- Born: Lynnette Marrero New York, NY
- Occupations: Bartender, Mixologist, Entrepreneur
- Years active: 2004 - Present
- Known for: Creator of "Speed Rack," Recipient of James Beard Award for mixology, Brand Mixologist for Perrier Sparkling Water, Trade Ambassador for Zacapa Rum, President of NY Chapter of Ladies United for the Preservation of Endangered Cocktails

= Lynnette Marrero =

American bartender, mixologist, and philanthropist

 Lynnette Marrero is an American bartender, mixologist, and philanthropist known for co-creating the world's first all-female speed bartending competition, "Speed Rack." She is widely regarded as one of the pioneer female cocktail-specific bartenders in the industry, and is based in New York City.

== Early life ==
Lynnette Marrero is a native Nuyorican, graduate of Columbia University in the City of New York.
Marrero's career in the hospitality industry began when she accepted a job to become part of the opening team of New York's Flatiron Lounge, led by cocktail savant Julie Reiner. After studying Reiner and her mixology techniques, Marrero made the transition from cocktail waitress to bartender. After refining her talent she moved to another New York hotspot, Freemans NYC, where she quickly moved up the ranks to a senior bar position. In 2008, Marrero moved to Elettaria in the West Village neighborhood of Manhattan, where she and fellow mixologist Brian Miller created their award-winning cocktail list.

== Career ==

=== Elettaria ===
While bartending at Elettaria, Marrero refined her skills even further and began working with rum, which she liked due to its versatility and history. Through her work with the spirit, Marrero became fascinated with Latin culture, particularly Peruvian culture and its signature spirit, pisco. Regarded as a rum expert, Marrero became the Trade and Mixology Ambassador for Zacapa Rum, as well as the national brand mixologist for Perrier Sparkling Natural Mineral Water.

=== Post-Elettaria career ===
After working behind the bar at Elettaria, Marrero worked as a rum ambassador for UK-based alcoholic beverages provider Diageo for two years.

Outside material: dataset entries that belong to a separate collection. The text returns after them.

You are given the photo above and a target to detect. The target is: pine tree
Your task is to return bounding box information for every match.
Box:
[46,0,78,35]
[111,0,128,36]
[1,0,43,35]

Subsequently, she launched her own consulting company, Drinksat6. After Marrero moved to a new position as beverage director of New York's Rye House, the bar won Time Out's Eat Out Award for "Best New Cocktail Bar" and "Best Bar Restaurant Hybrid." After winning awards at Rye House, Marrero and partner Jim Kearns created the cocktail program at the Astor Room in the Kaufman Astoria Studios. In 2009, at perhaps the height of her on-bar career, Marrero was presented with the James Beard Foundation award as one of "America's Leading Female Mixologists."

=== Founding of Speed Rack ===
After founding the New York chapter of Ladies United for the Preservation of Endangered Cocktails (LUPEC), a union of sorts for female bartenders, Marrero was approached by another NY bartender, Ivy Mix. In 2011 Marrero and Mix created "Speed Rack," a national cocktail competition for female bartenders that raises money for breast cancer charities. Their goal was to promote female bartenders and distillers while supporting women's-based charities with a women-only cocktail competition In the first year of Speed Rack, the competition introduced Marrero and Mix to over 200 female bartenders across the United States, all while raising over $69,000 for breast cancer. In its 6th season, Speed Rack has expanded globally to the UK, Canada, and Asia, and cumulatively raising over $500,000.

==Awards and accolades==
Marrero is the beverage chair for the culinary events Taste of the Nation and City Meals. She has been a guest judge at Paul Pacult's Ultimate Spirits Challenge, presented industry seminars at international bar-tending conventions Tales of the Cocktail and the Berlin Bar Convent. She was an Inaugural Honoree at the Dame's Hall of Fame at Tales of the Cocktail. In 2009 Marrero was honored by the James Beard Foundation as one of "America's Leading Female Mixologists." More recently in 2015, Marrero was named one of Food and Wine with Fortune Magazine's "Most Innovative Woman in Food and Drink.", and in 2016 named Wine Enthusiast's Mixologist/Brand Ambassador of the Year.